Voi, qui, avete preso un po’ dalle bestie.
No, non voi di Barile. Ma, insomma, da queste parti. Poi: quello, Castelgrande, è un paese da lupi.
Beh, da lì in poi siam diventati amici, ne abbiam fatte di quelle! È stato un amico davvero, un grande amico. Buon bevitore e giocatore di biliardo. Lui era di Castelgrande e il giorno del terremoto era a Francoforte, era emigrato là.

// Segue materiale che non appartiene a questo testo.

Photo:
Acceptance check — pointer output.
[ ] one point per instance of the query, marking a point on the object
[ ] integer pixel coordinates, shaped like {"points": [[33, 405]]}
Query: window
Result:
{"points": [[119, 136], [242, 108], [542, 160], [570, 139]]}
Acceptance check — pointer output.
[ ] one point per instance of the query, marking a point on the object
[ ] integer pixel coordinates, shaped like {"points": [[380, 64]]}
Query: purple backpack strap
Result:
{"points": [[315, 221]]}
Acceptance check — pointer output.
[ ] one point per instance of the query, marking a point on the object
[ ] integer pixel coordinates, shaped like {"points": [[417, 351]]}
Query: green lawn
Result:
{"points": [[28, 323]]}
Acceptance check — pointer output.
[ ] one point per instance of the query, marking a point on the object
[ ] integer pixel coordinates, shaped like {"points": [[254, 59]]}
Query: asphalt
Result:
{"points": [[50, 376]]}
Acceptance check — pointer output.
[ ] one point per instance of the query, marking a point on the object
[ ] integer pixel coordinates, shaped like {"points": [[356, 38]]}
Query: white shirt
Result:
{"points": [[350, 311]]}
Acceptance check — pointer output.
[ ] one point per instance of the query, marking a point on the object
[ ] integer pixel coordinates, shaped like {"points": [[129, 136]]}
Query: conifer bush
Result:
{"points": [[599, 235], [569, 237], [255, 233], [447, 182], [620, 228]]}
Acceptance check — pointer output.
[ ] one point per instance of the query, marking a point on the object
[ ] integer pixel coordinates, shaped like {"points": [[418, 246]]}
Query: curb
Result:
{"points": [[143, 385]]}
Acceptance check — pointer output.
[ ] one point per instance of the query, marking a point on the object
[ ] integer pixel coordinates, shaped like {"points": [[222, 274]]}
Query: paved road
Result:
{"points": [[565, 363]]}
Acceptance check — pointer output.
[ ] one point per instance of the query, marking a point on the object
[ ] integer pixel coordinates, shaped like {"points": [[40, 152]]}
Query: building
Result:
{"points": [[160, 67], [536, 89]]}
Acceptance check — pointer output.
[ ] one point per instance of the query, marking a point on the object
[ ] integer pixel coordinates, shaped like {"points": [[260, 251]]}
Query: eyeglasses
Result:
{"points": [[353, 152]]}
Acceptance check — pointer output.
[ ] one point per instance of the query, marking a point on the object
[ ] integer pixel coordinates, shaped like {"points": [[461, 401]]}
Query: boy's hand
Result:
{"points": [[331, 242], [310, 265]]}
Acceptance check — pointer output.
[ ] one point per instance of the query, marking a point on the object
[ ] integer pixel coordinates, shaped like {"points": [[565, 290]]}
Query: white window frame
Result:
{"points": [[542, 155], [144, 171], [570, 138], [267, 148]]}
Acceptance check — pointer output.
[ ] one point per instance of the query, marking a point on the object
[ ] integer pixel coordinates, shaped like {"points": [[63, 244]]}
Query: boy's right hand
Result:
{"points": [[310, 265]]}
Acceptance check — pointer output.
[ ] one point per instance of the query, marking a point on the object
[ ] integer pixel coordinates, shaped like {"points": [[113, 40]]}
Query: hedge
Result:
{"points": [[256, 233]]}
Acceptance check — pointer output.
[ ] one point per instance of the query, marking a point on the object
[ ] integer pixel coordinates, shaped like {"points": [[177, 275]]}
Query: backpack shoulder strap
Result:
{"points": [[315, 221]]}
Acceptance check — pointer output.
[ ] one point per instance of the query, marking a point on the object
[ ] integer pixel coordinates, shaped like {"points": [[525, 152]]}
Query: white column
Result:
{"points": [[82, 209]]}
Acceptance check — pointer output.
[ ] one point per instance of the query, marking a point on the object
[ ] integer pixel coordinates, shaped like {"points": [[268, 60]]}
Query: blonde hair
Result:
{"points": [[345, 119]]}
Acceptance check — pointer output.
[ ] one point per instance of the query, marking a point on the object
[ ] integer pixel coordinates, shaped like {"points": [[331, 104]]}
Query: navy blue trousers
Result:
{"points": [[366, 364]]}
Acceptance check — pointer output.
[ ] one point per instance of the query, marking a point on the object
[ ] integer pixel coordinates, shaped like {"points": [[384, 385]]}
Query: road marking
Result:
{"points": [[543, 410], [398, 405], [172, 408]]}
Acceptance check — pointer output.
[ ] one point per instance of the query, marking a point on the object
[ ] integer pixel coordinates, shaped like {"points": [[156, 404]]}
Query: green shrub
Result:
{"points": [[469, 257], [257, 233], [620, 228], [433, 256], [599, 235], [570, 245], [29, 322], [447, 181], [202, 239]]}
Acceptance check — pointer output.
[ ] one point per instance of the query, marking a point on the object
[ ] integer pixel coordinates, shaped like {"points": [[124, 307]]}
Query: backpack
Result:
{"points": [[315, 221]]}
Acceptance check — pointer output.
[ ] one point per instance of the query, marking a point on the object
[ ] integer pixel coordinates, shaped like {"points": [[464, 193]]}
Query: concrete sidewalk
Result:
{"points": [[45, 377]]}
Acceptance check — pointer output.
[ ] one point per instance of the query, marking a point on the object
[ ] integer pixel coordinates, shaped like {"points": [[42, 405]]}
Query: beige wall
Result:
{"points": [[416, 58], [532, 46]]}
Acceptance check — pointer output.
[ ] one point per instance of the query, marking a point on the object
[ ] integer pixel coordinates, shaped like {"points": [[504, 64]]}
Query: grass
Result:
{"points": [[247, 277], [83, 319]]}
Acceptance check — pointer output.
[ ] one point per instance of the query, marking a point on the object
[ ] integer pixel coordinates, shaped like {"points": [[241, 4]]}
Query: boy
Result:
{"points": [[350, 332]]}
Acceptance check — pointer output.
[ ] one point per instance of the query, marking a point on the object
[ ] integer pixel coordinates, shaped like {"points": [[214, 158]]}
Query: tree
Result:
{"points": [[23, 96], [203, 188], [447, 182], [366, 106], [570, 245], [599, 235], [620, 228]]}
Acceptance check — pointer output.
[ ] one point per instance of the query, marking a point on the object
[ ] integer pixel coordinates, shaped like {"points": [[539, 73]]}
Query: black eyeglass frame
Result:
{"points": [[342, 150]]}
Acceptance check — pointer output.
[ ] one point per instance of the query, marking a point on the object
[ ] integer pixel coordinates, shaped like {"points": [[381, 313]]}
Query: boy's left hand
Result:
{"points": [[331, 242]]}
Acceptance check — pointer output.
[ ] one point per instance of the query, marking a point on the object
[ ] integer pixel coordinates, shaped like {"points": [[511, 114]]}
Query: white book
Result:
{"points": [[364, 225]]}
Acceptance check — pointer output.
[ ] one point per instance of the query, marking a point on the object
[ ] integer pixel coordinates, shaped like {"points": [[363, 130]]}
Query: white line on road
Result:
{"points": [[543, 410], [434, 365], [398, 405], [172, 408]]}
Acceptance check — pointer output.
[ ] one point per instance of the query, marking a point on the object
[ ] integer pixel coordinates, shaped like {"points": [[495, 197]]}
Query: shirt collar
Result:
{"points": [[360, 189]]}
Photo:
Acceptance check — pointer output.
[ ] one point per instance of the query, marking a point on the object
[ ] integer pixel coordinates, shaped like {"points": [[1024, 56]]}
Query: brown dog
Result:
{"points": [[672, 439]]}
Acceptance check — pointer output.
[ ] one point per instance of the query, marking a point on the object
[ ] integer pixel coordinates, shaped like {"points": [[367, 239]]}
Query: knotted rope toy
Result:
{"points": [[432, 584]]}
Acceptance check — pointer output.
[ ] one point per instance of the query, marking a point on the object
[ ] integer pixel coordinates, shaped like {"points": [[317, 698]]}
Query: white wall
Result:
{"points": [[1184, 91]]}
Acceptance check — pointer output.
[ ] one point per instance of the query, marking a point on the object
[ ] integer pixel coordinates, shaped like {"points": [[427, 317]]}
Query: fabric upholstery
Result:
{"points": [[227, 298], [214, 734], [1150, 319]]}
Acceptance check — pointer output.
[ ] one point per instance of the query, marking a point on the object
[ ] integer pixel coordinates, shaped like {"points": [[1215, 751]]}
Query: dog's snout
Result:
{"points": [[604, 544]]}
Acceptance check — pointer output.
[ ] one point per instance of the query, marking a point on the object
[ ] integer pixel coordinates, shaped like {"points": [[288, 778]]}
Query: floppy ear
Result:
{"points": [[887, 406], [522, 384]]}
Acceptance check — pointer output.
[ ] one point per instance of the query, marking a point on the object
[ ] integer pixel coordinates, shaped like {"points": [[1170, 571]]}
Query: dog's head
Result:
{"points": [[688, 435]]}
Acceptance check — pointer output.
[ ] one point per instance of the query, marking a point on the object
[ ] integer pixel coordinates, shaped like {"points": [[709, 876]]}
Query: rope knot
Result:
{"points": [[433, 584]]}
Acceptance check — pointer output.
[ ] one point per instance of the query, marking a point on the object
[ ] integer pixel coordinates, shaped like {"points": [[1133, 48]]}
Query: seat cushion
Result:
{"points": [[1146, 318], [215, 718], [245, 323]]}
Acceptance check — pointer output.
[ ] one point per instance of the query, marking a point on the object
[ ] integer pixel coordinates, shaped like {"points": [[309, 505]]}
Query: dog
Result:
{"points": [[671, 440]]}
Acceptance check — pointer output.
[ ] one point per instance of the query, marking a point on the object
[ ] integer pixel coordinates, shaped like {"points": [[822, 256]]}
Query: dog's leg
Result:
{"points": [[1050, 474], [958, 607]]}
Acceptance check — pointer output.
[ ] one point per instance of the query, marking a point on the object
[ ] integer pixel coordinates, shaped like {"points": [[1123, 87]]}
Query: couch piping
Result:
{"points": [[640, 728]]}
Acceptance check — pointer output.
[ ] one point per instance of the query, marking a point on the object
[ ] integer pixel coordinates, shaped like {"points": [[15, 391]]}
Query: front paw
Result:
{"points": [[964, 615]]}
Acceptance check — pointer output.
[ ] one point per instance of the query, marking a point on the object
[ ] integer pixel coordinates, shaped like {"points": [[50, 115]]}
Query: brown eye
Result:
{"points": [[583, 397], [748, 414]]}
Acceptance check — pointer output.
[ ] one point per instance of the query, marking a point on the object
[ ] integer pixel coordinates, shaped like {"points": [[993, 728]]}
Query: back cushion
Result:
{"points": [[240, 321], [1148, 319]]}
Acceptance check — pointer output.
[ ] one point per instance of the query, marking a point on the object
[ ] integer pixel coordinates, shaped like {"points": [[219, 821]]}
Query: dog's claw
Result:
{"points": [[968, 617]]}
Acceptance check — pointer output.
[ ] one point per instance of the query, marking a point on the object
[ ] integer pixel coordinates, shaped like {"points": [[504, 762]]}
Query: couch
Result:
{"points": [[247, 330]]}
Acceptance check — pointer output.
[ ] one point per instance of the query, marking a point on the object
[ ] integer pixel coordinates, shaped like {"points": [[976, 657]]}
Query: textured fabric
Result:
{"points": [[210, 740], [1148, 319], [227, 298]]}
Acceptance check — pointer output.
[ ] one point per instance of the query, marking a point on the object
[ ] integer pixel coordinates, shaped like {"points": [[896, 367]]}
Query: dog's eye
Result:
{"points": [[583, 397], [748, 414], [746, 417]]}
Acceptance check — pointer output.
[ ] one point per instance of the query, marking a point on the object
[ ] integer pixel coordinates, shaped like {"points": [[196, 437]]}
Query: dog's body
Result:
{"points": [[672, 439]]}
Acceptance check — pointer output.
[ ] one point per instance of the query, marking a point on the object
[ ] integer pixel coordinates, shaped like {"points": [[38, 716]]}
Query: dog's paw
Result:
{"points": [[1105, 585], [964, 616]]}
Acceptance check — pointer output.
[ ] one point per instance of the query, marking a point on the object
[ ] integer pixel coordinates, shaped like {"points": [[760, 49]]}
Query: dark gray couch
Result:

Forse adesso non ci torna più: è venuta giù anche la moglie coi figli.
Coraggio, Filippo, bevi il tuo vino. Meglio: il tuo succo di frutta! Vuota il bicchier ch’è pieno, riempi il bicchier ch’è vuoto.
Coraggio, ragazzi! Prosciutto e mozzarella.
Buon appetito.
Ma cosa ti segni? Abbiamo appena detto la preghiera.
Già, non è la sola cosa che fate per abitudine. Senza capire.
Un’abitudine buona? Se è un’abitudine, non è buona. Non ha coscienza. È un riflesso condizionato.
Dammi un sorso del rosso, va’. Rosso per modo di dire. Arancione.
Guarda quelli come sbevàzzano con ardore. Han già gli occhi rotondi.